Michele Carby, Managing Partner – Wealth Management

SpaceX is just the first. OpenAI and Anthropic both feature on the list of trillion-dollar private companies expected to come public over the next 12 to 24 months. Venture capitalist Paul Kedrosky estimates the combined market-cap impact could reach $5 trillion, a once-in-a-generation rebalance of what index investing actually means.

Trump’s $2 Billion Quantum Bet: What Does It Mean for the Next Tech Cycle?

If Nvidia’s print confirmed the current compute cycle, the announcement that followed confirmed the next one. On Thursday 21 May 2026-less than 24 hours after Jensen Huang told investors that “Agentic AI has arrived”, the US Department of Commerce signed nine letters of intent providing $2.013 billion in federal incentives under the CHIPS and Science Act to America’s leading quantum computing companies.

The breakdown:

  • IBM — approximately $1 billion to build Anderon, America’s first pure-play quantum chip foundry, matched dollar-for-dollar by IBM itself
  • GlobalFoundries$375 million for a secure domestic quantum foundry
  • D-Wave Quantum, Rigetti Computing, Infleqtion, Atom Computing, PsiQuantum, and Quantinuum — approximately $100 million each
  • Diraq$38 million

Critically, the federal government will take minority equity stakes in each company, the same industrial-policy model first applied to Intel in August 2025, now extended to an entirely new sector.

The market reaction was immediate: Rigetti finished up 30.57%, D-Wave rose 33%, and Infleqtion closed up 31.44%. IBM gained more than 12%. Together, the three small pure-plays added close to $5 billion in market value in a single session.

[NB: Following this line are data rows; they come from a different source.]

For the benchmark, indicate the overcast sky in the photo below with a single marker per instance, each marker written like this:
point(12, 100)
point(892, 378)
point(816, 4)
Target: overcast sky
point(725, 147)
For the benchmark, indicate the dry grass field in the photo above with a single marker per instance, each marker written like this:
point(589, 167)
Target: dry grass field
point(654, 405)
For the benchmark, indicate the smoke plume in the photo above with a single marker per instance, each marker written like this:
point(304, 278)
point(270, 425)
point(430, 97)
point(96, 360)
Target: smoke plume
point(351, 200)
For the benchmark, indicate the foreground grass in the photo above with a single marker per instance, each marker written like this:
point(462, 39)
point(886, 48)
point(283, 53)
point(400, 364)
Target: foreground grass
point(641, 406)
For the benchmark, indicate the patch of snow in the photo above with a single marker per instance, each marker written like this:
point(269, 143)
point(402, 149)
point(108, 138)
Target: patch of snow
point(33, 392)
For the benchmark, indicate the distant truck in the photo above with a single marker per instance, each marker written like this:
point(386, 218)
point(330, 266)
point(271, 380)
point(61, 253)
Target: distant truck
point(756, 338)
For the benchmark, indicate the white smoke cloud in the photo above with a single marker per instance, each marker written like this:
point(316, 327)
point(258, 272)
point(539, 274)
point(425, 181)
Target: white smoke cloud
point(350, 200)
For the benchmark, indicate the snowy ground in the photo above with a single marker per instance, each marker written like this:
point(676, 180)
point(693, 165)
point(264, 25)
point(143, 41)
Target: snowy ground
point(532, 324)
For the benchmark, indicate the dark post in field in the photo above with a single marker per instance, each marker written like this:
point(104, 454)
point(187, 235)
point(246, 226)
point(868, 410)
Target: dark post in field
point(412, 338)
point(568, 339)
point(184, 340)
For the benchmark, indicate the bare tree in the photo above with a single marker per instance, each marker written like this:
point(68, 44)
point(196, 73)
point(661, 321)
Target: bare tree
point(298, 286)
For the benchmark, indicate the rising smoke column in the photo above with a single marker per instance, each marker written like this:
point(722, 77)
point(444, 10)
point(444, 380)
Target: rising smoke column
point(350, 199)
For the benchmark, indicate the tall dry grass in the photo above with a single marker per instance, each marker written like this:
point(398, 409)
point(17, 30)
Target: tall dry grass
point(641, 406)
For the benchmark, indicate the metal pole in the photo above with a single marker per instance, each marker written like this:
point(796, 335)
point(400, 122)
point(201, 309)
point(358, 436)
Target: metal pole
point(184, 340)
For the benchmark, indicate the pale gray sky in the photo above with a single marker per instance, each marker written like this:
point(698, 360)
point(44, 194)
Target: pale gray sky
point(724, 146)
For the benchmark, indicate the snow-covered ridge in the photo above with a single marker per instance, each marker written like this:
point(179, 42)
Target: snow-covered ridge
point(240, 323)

“This is the moment quantum stopped being a science project and became an industrial-policy priority. The equity-stake structure means the US government is now financially aligned with the success of these companies-which materially changes the risk profile for private investors who hold them alongside Washington. For our clients, this is not a reason to chase 30% one-day moves in micro-cap quantum names-it is a reason to think carefully about how thematic exposure to the next compute paradigm fits into a long-term portfolio.”

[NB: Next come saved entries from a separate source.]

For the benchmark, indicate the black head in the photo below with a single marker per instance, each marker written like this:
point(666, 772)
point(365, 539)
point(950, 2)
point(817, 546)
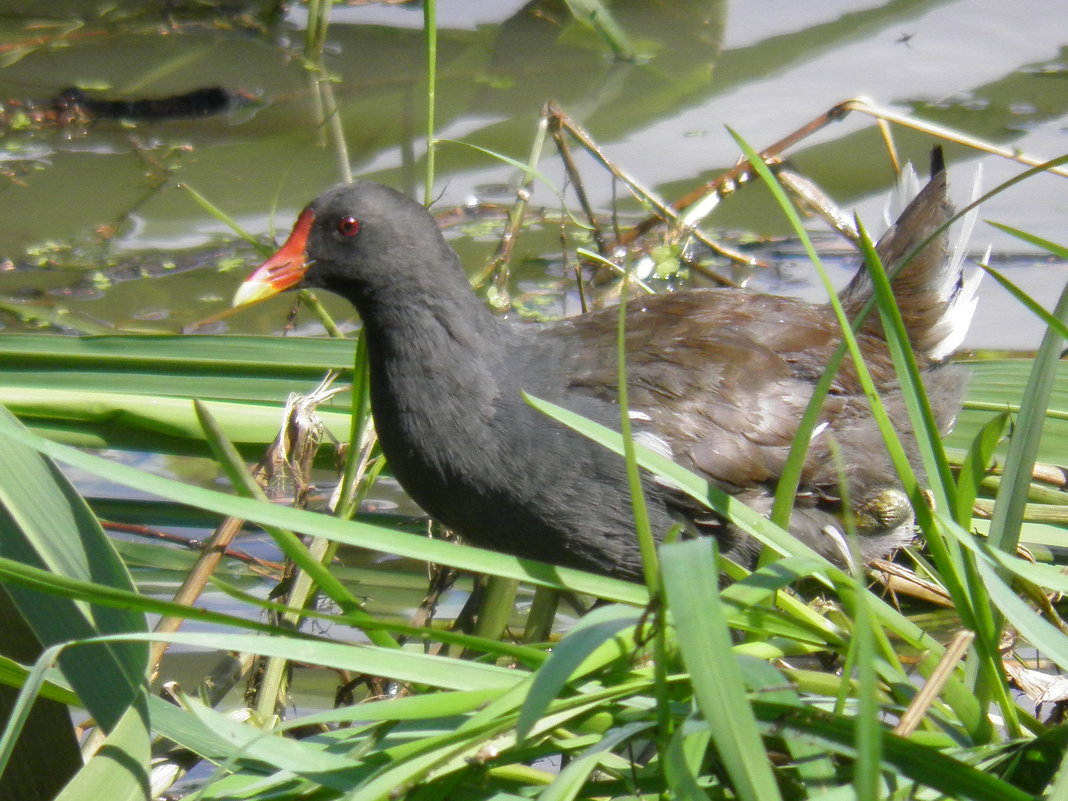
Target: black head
point(354, 239)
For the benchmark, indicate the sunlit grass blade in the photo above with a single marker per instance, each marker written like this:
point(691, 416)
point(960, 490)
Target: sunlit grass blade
point(690, 582)
point(356, 533)
point(1026, 434)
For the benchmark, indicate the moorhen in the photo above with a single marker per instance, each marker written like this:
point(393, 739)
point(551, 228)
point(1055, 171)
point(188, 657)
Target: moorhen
point(718, 380)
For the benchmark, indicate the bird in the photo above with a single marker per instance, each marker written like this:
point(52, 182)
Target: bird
point(718, 379)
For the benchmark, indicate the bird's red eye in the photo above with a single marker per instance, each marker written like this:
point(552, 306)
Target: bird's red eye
point(348, 226)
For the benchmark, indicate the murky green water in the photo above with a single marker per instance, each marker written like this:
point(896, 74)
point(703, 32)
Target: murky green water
point(98, 233)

Payal Trehan, Partner & Senior Investment Strategist

A word of honesty on the fundamentals: D-Wave took in just $2.9 million in revenue in Q1 2026 and lost $18.4 million. Rigetti generated only $7.1 million in revenue for all of 2025 while posting a net loss of $216 million. The federal endorsement is real. The commercialisation timeline for utility-scale quantum computing is still measured in years, not quarters.

Our View: Why We Remain Constructively Positioned

We remain constructively bullish on the S&P 500, the Nasdaq 100, and the SOXX semiconductor index through the remainder of 2026 and into 2027. The post-Nvidia tape – combined with the SpaceX prospectus and the quantum announcement-is doing precisely what a healthy bull market does: absorbing a generational earnings print, broadening leadership into new thematic verticals, and beginning to price the next decade of innovation.

Wall Street year-end S&P 500 targets now cluster in the 7,500 to 8,100 range. With the index currently trading around 7,400 to 7,500, that implies meaningful additional upside-although the SpaceX rebalance dynamic is likely to introduce more dispersion within the index than we have seen in any prior 12-month period.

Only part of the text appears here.